Белый Волк смотрел на Гатику по-прежнему недоброжелательно, и я решил продолжить свою защитительную речь:
– И вообще, она не родная ведьмина внучка. Сова ее на помойке нашла.
Белый Волк издал какой-то звук, напоминающий не то презрительный хохот, не то рычание.
Тоже презрительное.
– Эка невидаль! – проговорил он. – Да ведь это старинный ведьмовский обычай – подбирать выброшенных детей или вовсе погубленных младенцев. На Руси из таких бедолаг вырастали кикиморы или игоши – духи вредные, злопроказливые, бестелесные! Ну а попадется дитя к ведьме – она из него новую ведьму сделает. Как не сделать! Ведь если дитя матери родной не нужно, кому оно надобно? Только ведьме!
– Их мамы не любили и выбрасывали?! И из них кикиморы получались?! – возопила вдруг Валя, и они с Людой принялись рыдать дружным хором.
Ну надо же… я раньше и подумать не мог, что они такие… чувствительные… Может, их лес так изменил?..
– Моя мама раньше в роддоме работала, – угрюмо сказал Сашка. – Но потом ушла. Говорила, ей невыносимо было видеть детей, от которых некоторые женщины отказывались. Так переживала, что у нее сердце болеть стало. Ей всех хотелось усыновить или удочерить. А их отдавали в детдом…
– Ты глухой? – прорыдала Люда. – Эту девочку вообще на помойку выкинули! Чтобы она там умерла!
– Я не верю, что моя мама хотела меня убить! – воскликнула Гатика и легко спрыгнула с ветки.
Мой брат волк вскочил было, но Ликантроп только глянул – и он опять улегся, уткнув морду в лапы с невыносимо обиженным видом.
– Не знаю почему, но не верю, – продолжала Гатика. – Может быть, меня у мамы украли. Может быть, мама меня до сих пор ищет и надеется, что однажды вдруг раз – дверь откроется, и я приду!
– Запросто! – заверещали девчонки, перестав рыдать. – Надо дать в Интернет объявление с фотографией!
– В Интернет? Объявление с фотографией? – растерянно повторила Гатика, оглянувшись на меня.
И я понял, что для нее это такой же взрыв мозга, как для меня – ее умение оборачиваться то кошкой, то палкой, то клубком сена, то перекати-поле… то Шамаханской царицей.

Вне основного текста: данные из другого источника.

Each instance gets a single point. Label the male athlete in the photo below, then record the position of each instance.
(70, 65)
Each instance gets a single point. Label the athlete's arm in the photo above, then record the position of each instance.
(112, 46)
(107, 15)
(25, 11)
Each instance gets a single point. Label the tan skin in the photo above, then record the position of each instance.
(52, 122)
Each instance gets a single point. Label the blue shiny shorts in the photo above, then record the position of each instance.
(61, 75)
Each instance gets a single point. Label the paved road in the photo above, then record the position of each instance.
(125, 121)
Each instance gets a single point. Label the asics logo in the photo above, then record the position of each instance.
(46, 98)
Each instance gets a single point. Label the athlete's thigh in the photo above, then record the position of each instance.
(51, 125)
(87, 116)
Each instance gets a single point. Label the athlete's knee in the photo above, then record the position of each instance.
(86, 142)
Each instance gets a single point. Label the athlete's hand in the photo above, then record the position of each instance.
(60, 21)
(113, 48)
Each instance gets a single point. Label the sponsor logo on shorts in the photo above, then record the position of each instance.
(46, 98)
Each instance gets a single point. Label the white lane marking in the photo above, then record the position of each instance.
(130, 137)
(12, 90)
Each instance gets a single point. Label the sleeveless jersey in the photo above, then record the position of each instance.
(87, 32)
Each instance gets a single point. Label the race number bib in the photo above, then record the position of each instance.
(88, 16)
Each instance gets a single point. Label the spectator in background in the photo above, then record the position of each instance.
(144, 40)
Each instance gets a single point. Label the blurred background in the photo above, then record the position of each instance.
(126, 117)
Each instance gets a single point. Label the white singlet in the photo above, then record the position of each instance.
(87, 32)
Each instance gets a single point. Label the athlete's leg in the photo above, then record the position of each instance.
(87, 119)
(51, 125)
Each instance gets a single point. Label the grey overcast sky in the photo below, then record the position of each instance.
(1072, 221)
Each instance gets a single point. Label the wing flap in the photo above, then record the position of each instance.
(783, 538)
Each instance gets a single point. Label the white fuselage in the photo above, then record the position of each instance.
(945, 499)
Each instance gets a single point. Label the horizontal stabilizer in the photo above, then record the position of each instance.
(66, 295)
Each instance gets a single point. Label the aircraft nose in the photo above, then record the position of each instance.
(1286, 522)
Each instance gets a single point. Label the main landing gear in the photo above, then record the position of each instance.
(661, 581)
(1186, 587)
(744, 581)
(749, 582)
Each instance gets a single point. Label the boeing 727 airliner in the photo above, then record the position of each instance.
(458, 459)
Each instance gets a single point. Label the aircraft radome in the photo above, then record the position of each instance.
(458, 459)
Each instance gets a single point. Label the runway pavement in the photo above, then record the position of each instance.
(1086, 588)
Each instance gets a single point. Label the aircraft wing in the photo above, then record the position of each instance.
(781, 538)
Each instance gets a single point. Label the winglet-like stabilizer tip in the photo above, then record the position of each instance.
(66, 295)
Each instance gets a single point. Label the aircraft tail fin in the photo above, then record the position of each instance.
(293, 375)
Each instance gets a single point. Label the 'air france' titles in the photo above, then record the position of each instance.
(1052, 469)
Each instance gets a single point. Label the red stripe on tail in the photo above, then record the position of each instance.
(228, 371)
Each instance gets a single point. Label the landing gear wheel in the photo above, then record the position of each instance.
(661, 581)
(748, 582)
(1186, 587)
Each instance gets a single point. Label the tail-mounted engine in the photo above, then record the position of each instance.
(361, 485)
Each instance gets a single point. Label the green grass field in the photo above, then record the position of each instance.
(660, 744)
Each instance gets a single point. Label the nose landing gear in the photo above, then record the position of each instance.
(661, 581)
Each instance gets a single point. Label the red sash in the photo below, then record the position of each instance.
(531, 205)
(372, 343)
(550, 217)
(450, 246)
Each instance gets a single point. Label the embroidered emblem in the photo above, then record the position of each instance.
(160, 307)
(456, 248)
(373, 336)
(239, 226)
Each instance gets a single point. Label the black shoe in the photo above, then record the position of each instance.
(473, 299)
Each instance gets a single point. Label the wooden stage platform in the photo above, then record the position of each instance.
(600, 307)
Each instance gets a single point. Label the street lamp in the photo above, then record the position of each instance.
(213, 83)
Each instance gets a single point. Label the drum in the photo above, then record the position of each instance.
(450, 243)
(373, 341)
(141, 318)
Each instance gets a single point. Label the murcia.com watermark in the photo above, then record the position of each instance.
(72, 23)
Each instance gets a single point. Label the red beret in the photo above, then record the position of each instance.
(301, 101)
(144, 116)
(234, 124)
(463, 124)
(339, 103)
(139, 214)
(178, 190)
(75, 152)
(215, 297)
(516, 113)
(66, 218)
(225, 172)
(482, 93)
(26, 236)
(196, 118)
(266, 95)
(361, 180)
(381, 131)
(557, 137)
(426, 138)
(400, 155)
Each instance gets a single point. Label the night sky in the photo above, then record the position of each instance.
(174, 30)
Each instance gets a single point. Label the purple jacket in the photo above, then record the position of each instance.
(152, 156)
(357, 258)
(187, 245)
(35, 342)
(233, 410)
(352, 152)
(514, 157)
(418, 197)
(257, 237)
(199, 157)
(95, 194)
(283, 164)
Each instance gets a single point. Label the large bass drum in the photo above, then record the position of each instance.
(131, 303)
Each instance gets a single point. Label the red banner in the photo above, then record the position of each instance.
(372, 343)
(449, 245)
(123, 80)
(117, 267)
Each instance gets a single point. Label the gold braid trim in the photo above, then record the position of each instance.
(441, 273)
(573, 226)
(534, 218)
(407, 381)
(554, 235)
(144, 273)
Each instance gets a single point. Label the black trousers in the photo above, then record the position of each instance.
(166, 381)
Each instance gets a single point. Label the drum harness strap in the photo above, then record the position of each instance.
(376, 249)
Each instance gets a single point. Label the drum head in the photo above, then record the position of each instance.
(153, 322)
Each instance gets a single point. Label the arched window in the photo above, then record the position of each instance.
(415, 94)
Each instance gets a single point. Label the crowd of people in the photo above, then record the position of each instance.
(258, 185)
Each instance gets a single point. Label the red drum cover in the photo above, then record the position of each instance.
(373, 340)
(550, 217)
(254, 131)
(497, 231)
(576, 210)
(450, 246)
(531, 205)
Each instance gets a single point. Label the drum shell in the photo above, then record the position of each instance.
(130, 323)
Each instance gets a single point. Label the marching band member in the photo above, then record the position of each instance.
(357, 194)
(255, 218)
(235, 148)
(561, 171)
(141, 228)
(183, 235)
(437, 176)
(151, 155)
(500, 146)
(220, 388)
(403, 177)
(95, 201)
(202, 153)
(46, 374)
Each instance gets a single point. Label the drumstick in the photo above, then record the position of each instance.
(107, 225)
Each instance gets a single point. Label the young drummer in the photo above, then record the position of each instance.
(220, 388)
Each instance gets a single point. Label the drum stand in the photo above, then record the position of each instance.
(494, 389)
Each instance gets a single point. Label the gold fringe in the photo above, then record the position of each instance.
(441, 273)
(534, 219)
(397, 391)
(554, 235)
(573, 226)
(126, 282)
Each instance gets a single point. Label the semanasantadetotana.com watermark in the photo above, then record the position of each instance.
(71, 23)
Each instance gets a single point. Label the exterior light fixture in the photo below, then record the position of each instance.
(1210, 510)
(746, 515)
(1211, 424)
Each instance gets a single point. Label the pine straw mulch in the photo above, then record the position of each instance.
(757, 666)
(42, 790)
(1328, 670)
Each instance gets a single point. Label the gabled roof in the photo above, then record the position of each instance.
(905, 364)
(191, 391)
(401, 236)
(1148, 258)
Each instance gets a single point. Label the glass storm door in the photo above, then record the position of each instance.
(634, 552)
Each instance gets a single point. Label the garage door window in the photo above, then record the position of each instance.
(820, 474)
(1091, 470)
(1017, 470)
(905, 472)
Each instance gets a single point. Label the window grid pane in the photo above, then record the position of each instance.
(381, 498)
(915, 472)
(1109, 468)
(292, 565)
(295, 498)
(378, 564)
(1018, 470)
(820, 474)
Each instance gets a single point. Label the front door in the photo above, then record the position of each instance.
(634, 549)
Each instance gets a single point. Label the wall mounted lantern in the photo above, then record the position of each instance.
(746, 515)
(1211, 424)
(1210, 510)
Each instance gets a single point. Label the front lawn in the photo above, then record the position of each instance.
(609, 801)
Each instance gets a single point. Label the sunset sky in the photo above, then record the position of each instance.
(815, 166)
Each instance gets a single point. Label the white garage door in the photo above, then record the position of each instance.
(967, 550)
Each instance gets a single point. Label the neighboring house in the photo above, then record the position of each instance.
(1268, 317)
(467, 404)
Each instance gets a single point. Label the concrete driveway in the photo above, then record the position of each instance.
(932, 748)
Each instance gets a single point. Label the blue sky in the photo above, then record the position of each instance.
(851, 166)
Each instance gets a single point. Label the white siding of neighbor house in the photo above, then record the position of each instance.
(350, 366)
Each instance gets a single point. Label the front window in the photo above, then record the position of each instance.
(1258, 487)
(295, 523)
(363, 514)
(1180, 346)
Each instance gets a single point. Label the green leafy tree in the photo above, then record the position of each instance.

– Мы тебе все покажем! – воскликнула Валя. – Мы тебе поможем!
– Моя тетя на телевидении работает, она про тебя передачу сделает, – подхватила Люда. – По всей области покажут! Тебя где нашли, в Нижнем Новгороде?
Гатика пожала плечами.
– Раскричались! – угрюмо проворчал Пашка. – А где она жить будет, если маму свою не найдет? Обратно в кошки пойдет?
– Я не хочу обратно в ведьмины кошки! – взвизгнула Гатика. – Если уйду, назад не вернусь!
– Жить можно у меня, – неожиданно для себя ляпнул я. – В смысле, у моих родителей. Похоже, я отсюда не выберусь. Придешь, маме расскажешь, как и что. Ну и будешь у них дочкой. Вместо сына.
– Погоди, – перебил Сашка. – Как это ты не выберешься?!
Я ничего не ответил. Просто отвернулся.
Не смотрел на них, но знал, что они переглядываются за моей спиной – и отводят друг от друга глаза.
– Это из-за того, что мы одежду спрятали? – вдруг испуганно спросила Валя. – Да?! Слушай… Ты нас прости!
– Прости! – загомонили все наперебой.
Девчонки снова зарыдали в голос.
Пашка тоже всхлипывал. Сашка глухо бубнил:
– Прости нас. Прости, мы же не знали!
Они не знали, что я их уже простил…
Еще когда Сашка залез на дерево, а потом свесился с ветки и спросил с тревогой: «А ты как же, Антон?!»
Да, я все простил. Но говорить об этом при Белом Волке не хотел.
А потом перехватил его холодный взгляд – и сообразил, что он все без объяснений знает. Не зря же намекнул, что я продул второе испытание еще более блистательно, чем прежнее, с дядей Вадей!
– Ладно, идите, – буркнул я. – Ищите грань лесную.
– Где же мы ее найдем?! – в отчаянии вскрикнул Пашка.
– Вас Гатика проводит, – с трудом сказал я. – Проводишь?
– Конечно, – закивала Шамаханская царица. – Провожу и…
– …и уйдешь с ними, – жестко приказал Белый Волк. – Перейдешь через грань – и станешь человеком. Сюда тебе путь будет закрыт. Навсегда. Навсегда.
– Я стану человеком? – недоверчиво повторила Гатика. – Но ведьма говорила, что для этого надо быть убитой другом и в огне сгореть… Она меня, значит, просто пугала?!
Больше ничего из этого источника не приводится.